Not all the dope this nation swallows is narcotic. Nowadays, we are all relentlessly force-fed an anaesthetic, the effects of which dwarf the blunting influence of any opium; advertising is the science of arresting the human intelligence long enough to strip it of its sense and capital. It is the fine art of making you think that all your life you have longed for something which you have never heard of before. It tells you which luxuries you can not live without and the drowsiness of its sensual-lullaby affects you in such a way that if you listen to a bank commercial long enough you will start to believe you can borrow yourself out of debt.
Joseph Goebbels was the Minister for Public Enlightenment and Propaganda in Nazi Germany and played a large role in creating new anti-Semitic and pro-Nazi material for the party. He was in charge of a propaganda machine which reached all the way down to branch level and followed a simple guideline: ‘If you repeat a lie often enough, people will start to believe it’. He knew that when people believe something which has not sprung from the lap of logic, no logical argument can rid them of the dogma established; they will think dogmatically, speak dogmatically, listen dogmatically, see dogmatically, smell dogmatically and taste dogmatically – and, sadly, it usually takes a titanic social catastrophe to shatter such a test-tube belief-system.

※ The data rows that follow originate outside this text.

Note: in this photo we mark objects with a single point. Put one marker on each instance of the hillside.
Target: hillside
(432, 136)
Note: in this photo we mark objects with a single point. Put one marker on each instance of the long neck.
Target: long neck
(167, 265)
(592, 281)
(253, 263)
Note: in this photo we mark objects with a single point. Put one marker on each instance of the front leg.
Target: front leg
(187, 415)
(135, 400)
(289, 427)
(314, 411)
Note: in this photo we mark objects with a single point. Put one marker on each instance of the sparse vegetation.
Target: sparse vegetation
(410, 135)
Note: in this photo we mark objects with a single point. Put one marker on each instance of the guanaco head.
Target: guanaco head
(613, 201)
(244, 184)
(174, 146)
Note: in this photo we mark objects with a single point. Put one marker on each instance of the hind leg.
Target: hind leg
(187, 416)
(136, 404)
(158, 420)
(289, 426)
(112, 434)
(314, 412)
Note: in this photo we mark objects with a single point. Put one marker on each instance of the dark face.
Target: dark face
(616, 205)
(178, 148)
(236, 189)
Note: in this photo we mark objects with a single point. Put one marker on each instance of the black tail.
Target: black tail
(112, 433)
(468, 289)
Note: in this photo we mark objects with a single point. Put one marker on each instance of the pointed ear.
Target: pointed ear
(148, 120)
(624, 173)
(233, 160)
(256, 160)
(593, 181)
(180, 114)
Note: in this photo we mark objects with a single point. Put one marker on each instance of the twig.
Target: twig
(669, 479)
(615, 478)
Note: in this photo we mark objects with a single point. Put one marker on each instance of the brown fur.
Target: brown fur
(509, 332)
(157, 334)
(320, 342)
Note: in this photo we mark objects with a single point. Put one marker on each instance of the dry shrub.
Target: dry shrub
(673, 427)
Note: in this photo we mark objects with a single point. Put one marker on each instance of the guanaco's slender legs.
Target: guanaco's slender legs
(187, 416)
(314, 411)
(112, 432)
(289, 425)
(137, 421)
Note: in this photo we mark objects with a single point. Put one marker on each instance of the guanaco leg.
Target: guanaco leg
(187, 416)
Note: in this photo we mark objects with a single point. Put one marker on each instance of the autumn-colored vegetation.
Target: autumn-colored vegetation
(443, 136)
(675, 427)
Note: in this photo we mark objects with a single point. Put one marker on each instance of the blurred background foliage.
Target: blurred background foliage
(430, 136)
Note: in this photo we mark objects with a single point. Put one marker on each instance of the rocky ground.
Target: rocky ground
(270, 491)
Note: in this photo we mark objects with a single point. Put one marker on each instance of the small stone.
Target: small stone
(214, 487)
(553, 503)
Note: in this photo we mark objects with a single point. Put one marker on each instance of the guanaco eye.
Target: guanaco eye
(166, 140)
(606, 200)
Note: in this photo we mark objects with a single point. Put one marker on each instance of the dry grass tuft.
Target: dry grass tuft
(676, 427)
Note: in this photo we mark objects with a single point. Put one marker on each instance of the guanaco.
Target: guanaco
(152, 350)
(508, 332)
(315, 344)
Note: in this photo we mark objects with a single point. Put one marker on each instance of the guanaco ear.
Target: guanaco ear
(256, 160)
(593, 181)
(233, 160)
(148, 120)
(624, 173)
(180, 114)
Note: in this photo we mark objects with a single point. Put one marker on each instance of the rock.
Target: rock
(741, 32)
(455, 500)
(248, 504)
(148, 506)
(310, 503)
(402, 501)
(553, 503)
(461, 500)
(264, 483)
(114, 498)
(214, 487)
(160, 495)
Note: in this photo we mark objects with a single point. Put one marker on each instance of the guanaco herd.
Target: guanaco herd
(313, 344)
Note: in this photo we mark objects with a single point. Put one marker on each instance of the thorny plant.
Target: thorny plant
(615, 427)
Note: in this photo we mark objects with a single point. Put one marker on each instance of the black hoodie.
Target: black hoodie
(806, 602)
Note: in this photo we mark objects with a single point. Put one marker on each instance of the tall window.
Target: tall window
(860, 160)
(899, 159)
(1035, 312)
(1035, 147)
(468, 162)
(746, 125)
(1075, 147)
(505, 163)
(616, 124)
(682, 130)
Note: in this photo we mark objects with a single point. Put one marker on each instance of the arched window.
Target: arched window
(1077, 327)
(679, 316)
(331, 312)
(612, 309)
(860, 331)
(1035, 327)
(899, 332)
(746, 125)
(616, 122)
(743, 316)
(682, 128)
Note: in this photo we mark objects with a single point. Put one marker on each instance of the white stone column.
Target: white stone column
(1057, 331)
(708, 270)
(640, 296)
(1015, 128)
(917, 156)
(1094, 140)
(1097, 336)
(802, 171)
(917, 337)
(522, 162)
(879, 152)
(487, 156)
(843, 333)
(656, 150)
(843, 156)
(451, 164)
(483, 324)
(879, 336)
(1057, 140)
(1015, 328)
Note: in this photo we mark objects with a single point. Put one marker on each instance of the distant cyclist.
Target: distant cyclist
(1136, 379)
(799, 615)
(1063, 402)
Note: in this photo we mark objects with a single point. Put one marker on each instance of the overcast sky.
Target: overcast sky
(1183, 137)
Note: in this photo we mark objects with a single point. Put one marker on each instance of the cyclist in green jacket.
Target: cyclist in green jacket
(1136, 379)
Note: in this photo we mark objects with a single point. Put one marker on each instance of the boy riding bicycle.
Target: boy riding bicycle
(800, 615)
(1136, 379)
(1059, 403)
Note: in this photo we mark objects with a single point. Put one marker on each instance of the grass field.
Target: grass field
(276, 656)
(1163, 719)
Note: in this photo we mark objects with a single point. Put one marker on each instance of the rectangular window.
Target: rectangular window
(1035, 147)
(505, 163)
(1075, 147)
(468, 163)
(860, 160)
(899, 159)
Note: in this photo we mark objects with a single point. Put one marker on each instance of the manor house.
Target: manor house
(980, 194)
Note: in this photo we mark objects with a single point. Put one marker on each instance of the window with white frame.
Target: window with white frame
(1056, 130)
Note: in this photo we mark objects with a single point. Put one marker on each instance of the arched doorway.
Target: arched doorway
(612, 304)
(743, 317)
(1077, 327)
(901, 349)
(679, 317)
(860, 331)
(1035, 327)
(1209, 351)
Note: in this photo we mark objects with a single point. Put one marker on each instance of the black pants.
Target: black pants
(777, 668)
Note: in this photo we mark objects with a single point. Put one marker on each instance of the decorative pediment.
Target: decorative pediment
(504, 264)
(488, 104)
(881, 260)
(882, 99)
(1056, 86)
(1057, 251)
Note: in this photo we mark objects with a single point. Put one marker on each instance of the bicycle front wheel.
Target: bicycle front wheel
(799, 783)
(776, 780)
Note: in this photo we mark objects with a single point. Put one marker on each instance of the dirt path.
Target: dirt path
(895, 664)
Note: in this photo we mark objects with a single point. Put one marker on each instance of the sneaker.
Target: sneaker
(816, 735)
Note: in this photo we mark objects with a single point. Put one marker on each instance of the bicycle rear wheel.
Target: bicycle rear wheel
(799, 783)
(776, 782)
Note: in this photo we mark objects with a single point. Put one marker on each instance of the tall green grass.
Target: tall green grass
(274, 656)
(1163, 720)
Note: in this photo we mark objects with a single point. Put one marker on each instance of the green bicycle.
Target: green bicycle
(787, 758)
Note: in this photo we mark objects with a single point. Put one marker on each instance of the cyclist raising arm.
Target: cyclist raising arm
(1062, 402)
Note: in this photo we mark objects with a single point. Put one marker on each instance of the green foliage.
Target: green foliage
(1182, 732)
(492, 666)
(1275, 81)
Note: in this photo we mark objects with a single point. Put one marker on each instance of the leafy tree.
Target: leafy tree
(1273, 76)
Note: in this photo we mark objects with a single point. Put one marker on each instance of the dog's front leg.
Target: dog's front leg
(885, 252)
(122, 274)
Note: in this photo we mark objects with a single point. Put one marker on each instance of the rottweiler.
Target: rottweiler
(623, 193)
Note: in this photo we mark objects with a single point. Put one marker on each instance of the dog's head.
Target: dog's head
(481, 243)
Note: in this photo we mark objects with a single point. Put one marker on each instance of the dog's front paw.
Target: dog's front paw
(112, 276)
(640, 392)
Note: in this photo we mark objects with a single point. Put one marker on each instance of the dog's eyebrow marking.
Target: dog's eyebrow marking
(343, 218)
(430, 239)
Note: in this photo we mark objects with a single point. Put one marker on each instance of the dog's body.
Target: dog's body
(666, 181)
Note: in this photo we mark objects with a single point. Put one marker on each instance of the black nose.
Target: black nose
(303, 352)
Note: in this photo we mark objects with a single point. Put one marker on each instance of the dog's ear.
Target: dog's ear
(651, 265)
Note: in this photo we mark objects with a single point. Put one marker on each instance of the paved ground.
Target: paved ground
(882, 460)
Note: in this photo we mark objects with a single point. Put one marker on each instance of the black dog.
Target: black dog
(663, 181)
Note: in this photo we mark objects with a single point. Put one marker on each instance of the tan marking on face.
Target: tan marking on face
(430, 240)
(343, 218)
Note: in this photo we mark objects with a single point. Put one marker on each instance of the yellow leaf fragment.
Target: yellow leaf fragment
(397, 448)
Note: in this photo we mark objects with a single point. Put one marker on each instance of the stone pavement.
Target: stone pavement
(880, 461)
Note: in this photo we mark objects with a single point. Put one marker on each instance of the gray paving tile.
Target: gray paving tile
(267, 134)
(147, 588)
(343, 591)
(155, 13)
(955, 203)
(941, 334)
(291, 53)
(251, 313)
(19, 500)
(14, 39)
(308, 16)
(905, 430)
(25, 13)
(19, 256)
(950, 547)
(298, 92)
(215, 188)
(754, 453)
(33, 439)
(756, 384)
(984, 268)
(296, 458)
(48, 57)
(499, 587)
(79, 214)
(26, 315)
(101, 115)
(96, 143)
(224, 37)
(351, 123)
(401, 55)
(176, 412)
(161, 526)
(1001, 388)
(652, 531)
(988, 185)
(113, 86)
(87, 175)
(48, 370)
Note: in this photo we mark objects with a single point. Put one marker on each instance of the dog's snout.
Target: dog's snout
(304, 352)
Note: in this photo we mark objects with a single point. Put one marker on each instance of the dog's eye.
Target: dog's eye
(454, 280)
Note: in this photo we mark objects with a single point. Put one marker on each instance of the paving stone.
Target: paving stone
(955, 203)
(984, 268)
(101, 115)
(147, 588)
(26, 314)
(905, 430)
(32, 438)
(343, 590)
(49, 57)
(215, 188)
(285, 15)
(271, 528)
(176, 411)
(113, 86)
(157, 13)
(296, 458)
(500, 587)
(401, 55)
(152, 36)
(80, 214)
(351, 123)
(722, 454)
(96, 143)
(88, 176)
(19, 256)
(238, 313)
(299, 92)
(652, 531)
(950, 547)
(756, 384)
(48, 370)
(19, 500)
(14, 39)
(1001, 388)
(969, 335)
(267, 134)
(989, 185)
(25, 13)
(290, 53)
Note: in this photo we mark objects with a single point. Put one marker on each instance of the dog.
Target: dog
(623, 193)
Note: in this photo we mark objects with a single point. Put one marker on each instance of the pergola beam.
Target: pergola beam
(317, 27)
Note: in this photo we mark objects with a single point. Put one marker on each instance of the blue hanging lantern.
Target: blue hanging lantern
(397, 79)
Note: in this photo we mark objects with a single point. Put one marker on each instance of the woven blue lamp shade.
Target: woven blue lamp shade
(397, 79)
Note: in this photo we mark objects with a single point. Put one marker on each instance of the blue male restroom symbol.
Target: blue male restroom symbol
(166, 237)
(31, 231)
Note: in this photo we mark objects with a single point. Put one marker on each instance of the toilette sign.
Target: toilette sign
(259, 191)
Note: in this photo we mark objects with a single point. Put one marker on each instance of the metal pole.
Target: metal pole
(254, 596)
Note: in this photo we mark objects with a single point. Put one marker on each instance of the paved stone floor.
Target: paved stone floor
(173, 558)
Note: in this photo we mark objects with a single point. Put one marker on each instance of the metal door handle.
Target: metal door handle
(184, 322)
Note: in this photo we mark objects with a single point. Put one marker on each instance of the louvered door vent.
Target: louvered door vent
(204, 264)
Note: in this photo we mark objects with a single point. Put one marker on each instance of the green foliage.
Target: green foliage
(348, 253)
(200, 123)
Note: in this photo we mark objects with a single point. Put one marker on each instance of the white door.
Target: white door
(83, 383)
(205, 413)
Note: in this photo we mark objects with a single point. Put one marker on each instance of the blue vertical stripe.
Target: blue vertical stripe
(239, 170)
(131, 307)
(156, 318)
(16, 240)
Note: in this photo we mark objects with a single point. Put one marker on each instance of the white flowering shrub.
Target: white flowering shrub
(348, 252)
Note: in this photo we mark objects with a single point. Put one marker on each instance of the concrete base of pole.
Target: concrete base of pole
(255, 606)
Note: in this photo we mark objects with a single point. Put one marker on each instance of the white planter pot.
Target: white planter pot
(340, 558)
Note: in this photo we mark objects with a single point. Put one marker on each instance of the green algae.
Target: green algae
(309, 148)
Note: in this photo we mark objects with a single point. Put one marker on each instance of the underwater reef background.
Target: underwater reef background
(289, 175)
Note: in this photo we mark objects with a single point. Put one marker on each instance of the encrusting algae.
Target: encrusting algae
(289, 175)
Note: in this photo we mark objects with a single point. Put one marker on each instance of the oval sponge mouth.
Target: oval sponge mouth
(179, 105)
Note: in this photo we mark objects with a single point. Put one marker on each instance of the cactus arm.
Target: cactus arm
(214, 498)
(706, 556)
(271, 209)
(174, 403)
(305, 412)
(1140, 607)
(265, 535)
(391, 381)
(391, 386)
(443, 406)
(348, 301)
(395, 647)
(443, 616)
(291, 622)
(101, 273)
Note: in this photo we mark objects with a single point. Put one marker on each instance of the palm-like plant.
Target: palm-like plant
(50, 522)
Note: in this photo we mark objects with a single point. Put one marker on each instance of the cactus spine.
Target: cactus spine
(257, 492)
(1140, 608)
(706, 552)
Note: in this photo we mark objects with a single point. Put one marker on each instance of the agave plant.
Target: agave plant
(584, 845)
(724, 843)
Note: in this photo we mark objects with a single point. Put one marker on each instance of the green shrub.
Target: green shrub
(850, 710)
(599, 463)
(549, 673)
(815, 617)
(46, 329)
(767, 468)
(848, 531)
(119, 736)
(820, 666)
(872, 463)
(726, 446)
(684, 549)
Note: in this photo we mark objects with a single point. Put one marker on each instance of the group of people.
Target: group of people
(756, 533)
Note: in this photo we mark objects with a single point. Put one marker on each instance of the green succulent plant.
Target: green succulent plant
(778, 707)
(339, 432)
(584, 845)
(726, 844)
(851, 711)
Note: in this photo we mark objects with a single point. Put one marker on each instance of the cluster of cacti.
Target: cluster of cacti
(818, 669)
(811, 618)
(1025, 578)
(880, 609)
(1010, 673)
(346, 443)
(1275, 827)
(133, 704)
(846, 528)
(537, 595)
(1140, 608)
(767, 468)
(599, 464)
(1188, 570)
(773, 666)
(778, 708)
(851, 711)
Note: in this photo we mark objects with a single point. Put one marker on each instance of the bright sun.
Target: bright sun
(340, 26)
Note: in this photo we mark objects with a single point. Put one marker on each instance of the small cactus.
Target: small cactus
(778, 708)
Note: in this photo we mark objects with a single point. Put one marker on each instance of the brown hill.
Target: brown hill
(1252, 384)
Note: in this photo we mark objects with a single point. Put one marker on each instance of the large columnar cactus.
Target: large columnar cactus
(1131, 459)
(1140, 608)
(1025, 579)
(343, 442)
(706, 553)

The American Edward Bernays is generally regarded as the founder of Public Relations. In describing the origin of the profession, Bernays commented: ‘After the war […] ‘propaganda’ got to be a bad word because of the way the Germans had used it. So I tried to find some other words and found the words Council on Public Relations.’
Every Public Relations Manager has mastered Goebbels’ art of brain-washing – but under a different title; just as you can programme a nation to hate the Jewish race you can make people believe that ‘Happiness’ can be found inside a Pepsi-can, that ‘Safety’ can be bought from an insurance-company, and that a bank ‘Loves’ football. One day light bulbs will hate watermelons and, who knows, cardboard-boxes might acquire a prestigious taste in South-American literature. As a nation we suffer from a schizophrenic double pull: Iceland fights for her life but business must fight for profits. You can not open a newspaper or magazine anymore without seeing two contradictory processes happening side by side. On the very same page, you will see the government urging you to save and the seller of some useless luxury urging you to spend. Do you, dear reader, realize we are living in a time when almost everybody reads a newspaper and the only things they believe are the advertisements? – and there is no ‘Caveat Emptor’ anywhere to be seen or heard. A few days ago, Iceland’s National Broadcasting Company – which supposedly serves as the national safeguard of culture and education – aired the documentary The Truth About Climate Change, by Sir David Attenborough, which stressed that over-consumption is the prime cause for our planet’s greatest social and ecological problems. Moments after it ended, there was a commercial break in which the nation was urged to consume like never before.
But what is to be done? Deleuze and Guattari pointed out that as capitalism decodes and deterritorializes, it reaches a limit at which point it must artificially reterritorialize by expanding the state apparatus and repressive bureaucratic and symbolic regimes. The nomad and independent thinker, however, never reaches such a limit and resists this reterritorialization. Years earlier, Jack Kerouac had simplified the same thought in an infamous declaration: ‘Here’s to the crazy ones, the misfits, the rebels, the trouble-makers. The round heads in the square holes. The ones who see things differently. They’re not fond of the rules, and they have no respect for the status-quo. You can quote them, disagree with them, glorify or vilify them, but the only thing you can’t do is ignore them, because they change things. They push the human race forward. And while some may see them as crazy ones. We see genius, because the people who are crazy enough to think they can change the world, are the ones that do.’ Steve Jobs later made use of this exact fragment in the ‘Think Different’ Apple-computer propaganda campaign… How about that Jack?